5. What are they using the money for?
Next, what are they using the money for? What percentage will go to the development budget, the marketing budget, and other essential allocations. In the past, many ICOs have not given this level of transparency but in the end don’t you want to know where your money is going to be allocated to and if this makes sense to you?
6. Token value
Next, look at the Token value – is the current value worth it? Do you think it has a chance of growing in value to make you enough profits? Do they have too many tokens on offer which will saturate the market? Are there really any incentives to use their tokens – because in the end, even if it is a great idea, you will only make money if the tokens you have will increase in value over time? Etc.
If you can answer these questions as best you can, then you have done the work required to lower the risk of investing. Remember that your risk is 100% and with several of them, this is likely to happen.
7. Token distribution – when and how
Greed can be defined by a high token distribution to the team members, let’s say, more than 50% of the tokens is suspicious. A good project will link its token distribution to the roadmap,because each phase or milestone of the project requires a certain amount of funding.

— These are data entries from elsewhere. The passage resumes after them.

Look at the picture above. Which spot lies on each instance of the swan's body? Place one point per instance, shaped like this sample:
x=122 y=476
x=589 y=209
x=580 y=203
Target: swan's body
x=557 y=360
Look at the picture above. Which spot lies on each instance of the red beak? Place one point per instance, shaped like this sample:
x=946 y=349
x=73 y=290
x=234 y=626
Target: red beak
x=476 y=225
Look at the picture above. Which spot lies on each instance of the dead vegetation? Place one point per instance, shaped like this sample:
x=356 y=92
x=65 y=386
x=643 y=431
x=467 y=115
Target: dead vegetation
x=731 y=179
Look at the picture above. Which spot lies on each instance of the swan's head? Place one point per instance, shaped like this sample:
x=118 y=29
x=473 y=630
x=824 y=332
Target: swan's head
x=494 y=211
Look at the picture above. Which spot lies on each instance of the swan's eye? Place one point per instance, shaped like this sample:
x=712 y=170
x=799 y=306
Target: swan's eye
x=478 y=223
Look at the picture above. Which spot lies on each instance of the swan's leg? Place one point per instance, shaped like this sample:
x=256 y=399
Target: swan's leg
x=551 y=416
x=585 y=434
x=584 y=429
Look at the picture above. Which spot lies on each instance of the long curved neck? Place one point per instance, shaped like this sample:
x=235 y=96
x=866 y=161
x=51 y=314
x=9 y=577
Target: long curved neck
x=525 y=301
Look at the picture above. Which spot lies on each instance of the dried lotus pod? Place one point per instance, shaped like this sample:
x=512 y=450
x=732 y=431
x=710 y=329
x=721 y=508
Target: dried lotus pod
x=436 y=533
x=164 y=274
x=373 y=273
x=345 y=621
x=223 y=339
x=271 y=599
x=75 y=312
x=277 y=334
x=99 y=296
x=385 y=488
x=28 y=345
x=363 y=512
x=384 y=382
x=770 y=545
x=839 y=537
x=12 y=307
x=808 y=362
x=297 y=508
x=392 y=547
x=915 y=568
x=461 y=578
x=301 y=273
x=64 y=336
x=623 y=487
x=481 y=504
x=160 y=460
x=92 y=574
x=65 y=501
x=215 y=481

Watch for the token distribution stage. Some projects just release their tokens hours after the ICO has ended. Some projects need to develop a beta version before sending out the tokens. This is good to know but doesn’t necessarily have to impact your investment decision
2. Exchange your fiat money for cryptocurrency
You will need cryptocurrency, usually Bitcoin or Ethereum, to participate in an ICO. Remember the startup will then exchange your investment money for fiat money to pay for its development, costs etc.
3. Invest in ICO
Simply send the cryptocurrency the startup asks for to the address they ask you to send it to. Please note that most startups won’t accept Bitcoin or Ether from an exchange. Several exchanges won’t send Bitcoin or Ether to an ICO startup. Normally it is sent from an online wallet e.g. www.myetherwallet.com
4. Follow the development of the startup
Many people just leave their money in the startup and pray it all works out. I am not one of those people. I try to get involved and see if I can help. After all, this is my money I have invested and I want to ensure that it works for me. I even spent six months in a startup manning the phones. Tell everyone about it, be a walking, talking advertisement for them. You just never know the impact this could have.

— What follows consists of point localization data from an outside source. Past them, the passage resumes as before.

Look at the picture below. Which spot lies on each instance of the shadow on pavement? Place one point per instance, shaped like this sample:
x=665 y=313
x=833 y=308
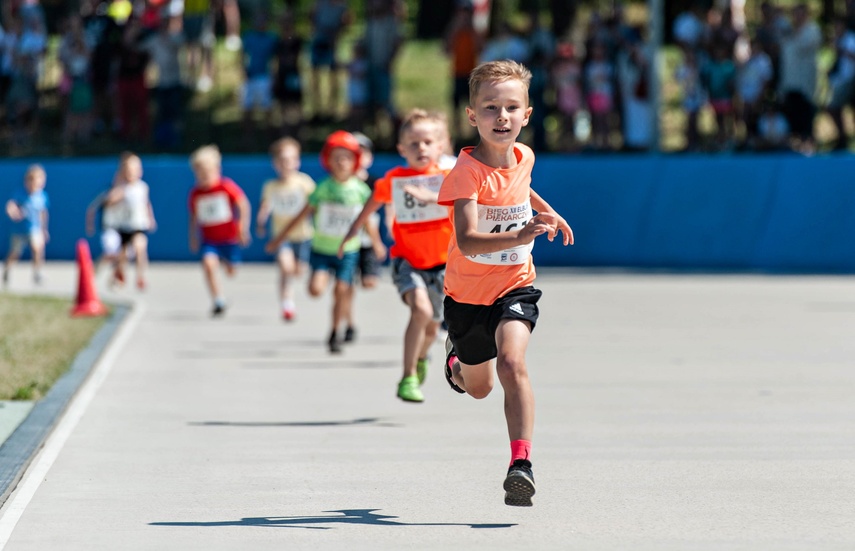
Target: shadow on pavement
x=345 y=516
x=366 y=421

Remember, investment in cryptocurrency isn’t something to be taken lightly. It’s extremely risky, extremely speculative, and extremely early stage still at this point in time.

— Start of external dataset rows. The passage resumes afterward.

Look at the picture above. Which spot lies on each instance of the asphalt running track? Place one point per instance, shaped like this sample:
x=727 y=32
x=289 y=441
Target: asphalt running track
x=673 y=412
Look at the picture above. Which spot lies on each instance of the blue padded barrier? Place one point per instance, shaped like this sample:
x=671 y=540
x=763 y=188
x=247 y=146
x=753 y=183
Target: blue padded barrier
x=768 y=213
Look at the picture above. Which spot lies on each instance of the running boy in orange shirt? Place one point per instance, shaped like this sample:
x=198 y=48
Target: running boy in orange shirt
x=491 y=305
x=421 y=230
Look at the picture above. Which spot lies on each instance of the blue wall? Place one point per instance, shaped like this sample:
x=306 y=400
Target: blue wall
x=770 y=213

I have now invested in over 30 ICOs. I am spreading my risk because I don’t know which of them will be successful, if any. This is pure speculation. But I also swore that I would not miss out on what so far looks like a once in a generation opportunity.
I attend as many conferences as I can so I can talk to the team. I read the whitepaper. I might send them an email to see how they react.
I have even managed to get in on a pre-sale where it is possible to get discounts. They were asking for a minimum of 100 ETH but when I reminded them that we had met at the conference and of the conversation we had, they came down to 50 and then finally 25 ETH.
Morale of the story?
If you don’t ask you don’t get.
And attend conferences to meet the team. There’s only so much you can glean from a Whitepaper.